Michaelangelo Matos: I know he wears that schoolboy tie in his photos sometimes, but why is he recording songs about being 9?
Doug Robertson: Sesame Street phoned, they want their song back.
Mallory O’Donnell: I feel Mark Ronson should at least be rewarded for pluck. In a time when everyone’s combining everything with its’ “you may also like,” this sounds so refreshingly off-trend that I have to assume the wonky muses are genuine, not googled. Whether or not it works is anyone’s guess.
Anthony Easton: Too much going on, and Ronson’s usual excellent ability to curate such disparateness into a singular metaphor leaves somewhere halfway into the second hip hop chorus, the one replete with one too many bicycle bells.

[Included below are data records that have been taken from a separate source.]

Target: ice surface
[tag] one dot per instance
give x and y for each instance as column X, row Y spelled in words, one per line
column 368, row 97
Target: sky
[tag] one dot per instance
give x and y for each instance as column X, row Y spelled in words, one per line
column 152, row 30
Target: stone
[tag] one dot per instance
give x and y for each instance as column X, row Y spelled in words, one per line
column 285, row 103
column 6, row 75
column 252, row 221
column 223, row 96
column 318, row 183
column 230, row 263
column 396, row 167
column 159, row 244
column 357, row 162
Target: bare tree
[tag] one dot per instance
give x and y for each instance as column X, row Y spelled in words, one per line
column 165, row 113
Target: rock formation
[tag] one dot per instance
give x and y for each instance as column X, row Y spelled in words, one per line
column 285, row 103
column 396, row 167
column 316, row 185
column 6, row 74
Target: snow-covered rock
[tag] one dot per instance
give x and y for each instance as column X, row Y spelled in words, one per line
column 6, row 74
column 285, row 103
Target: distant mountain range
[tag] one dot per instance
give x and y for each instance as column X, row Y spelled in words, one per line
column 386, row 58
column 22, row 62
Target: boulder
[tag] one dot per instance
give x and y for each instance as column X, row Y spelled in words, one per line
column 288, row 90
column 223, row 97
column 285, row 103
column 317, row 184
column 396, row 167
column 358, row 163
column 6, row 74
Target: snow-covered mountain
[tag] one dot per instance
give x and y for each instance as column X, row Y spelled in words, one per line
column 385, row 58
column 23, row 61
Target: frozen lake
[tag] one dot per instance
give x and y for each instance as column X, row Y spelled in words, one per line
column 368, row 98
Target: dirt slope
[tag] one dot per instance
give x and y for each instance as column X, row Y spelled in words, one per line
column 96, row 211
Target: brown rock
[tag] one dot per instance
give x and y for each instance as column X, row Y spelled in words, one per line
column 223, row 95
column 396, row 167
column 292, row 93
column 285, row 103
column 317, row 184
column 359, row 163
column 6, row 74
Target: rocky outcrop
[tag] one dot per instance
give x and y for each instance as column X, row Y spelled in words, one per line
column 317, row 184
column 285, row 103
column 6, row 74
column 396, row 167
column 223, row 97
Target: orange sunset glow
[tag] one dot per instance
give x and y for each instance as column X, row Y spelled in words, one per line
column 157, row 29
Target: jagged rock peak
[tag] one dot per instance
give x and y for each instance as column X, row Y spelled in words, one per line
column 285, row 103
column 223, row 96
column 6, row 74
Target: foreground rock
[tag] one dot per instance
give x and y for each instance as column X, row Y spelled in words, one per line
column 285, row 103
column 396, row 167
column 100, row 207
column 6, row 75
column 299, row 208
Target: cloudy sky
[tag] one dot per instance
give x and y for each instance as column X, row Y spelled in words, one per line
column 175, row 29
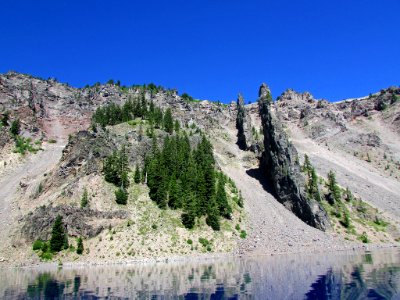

Pete Baran: Queen’s example notwithstanding, the bike bell is not a musical instrument. That it is not the most annoying thing in this Mark Ronson track goes to show how stuffed full of annoying things “The Bike Song” is. From the title onwards, its stab at The Small Faces meets Gnarls Barkley is ill conceived, and there seems little commitment to make this mess of ideas all work together. Not so much a car crash of bad ideas as one of those wipeouts you sometimes see in the Tour De France.
Iain Mew: Occasionally close to getting a little too clever in its bicycle bells, anti-car rap and all, but the warmth of the carefree chorus is undeniable enough to overcome reservations.
Martin Skidmore: There’s a nicely daisy-age opening rap from Spank Rock (though his return later is less interesting), but then the singer out of The View starts limply singing, and the music vaguely wibbles behind him, and it all goes hugely lame.
Alfred Soto: With one ear still besotted with Fatboy Slim and the other with early nineties hip-hop’s fascination with the quotidian, Mark Ronson offers a shuffling, innocuous display of pure skill. What the skill consists of besides marrying disparate elements, I’m not sure, but at least Christopher Walken’s not stonily riding a Huffy in the video.